Both $\pi\approx\frac{22}{7}$ and $e\approx\frac{19}{7}$ can be proved through Beuker-like integrals:

$$ \underbrace{\int_{0}^{1}\frac{x^4(1-x)^4}{1+x^2}\,dx}_{\in\left(0,\frac{1}{256}\right)}=\frac{22}{7}-\pi,\qquad \underbrace{\int_{0}^{1}x^2(1-x)^2 e^{-x}\,dx}_{\in\left(0,\frac{1}{16}\right)}=14-\frac{38}{e} $$

and $\pi^e < e^\pi$ is trivial from the increasing nature of $\frac{x}{\log x}$ on $[e,+\infty)$.

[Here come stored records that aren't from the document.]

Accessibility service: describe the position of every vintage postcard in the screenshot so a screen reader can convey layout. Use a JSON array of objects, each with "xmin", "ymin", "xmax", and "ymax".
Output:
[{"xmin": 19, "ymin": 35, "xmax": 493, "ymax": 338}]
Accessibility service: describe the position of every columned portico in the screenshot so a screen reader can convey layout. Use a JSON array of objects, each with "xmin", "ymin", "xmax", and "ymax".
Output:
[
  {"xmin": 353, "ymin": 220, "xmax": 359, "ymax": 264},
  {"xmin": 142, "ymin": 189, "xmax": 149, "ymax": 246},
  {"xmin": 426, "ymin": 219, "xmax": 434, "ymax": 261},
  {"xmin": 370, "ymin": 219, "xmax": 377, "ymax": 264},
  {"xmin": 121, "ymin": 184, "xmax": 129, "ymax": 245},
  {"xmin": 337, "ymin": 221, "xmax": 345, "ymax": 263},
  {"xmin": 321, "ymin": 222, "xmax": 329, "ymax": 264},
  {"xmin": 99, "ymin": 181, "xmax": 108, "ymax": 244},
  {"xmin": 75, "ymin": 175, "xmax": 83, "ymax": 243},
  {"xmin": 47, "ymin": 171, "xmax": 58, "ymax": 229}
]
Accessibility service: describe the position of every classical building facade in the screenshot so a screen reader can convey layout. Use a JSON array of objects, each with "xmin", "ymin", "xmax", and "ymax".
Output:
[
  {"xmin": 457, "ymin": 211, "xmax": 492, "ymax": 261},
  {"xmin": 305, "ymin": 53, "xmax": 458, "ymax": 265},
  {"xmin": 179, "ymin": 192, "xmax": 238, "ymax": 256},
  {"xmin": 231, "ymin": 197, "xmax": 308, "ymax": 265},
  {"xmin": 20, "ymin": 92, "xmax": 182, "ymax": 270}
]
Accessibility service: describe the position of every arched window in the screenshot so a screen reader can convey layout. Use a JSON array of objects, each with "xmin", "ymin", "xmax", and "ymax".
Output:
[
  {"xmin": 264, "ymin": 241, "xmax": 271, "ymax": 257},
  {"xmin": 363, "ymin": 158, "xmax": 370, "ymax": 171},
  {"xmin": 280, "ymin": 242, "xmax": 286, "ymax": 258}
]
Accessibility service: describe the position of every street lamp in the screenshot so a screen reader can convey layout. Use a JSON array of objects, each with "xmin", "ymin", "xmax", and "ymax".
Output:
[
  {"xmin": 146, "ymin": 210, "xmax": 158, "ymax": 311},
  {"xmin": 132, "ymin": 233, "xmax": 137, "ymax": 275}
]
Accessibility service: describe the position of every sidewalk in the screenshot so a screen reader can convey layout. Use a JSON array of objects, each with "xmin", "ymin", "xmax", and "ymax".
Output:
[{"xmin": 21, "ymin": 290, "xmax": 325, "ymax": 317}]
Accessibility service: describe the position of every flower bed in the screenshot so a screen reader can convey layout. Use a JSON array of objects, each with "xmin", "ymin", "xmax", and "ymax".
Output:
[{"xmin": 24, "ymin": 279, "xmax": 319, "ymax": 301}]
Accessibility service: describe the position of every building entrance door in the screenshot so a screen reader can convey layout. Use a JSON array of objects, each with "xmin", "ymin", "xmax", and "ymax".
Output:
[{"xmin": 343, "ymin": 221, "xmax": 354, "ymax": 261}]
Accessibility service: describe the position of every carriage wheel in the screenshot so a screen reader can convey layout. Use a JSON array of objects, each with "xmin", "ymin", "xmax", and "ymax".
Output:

$\pi^e<23$ is actually a loose inequality, since $\left(\frac{22}{7}\right)^{19}\ll 23^7$.
$23<e^\pi$ is a bit tighter, since $23^7\approx 3.4\cdot 10^9$ while $\left(\frac{19}{7}\right)^{22}\approx 3.47\cdot 10^9$.
Still, $\pi^e<23<e^\pi$ is pretty straightforward to prove by approximating both $e$ and $\pi$ in sevenths.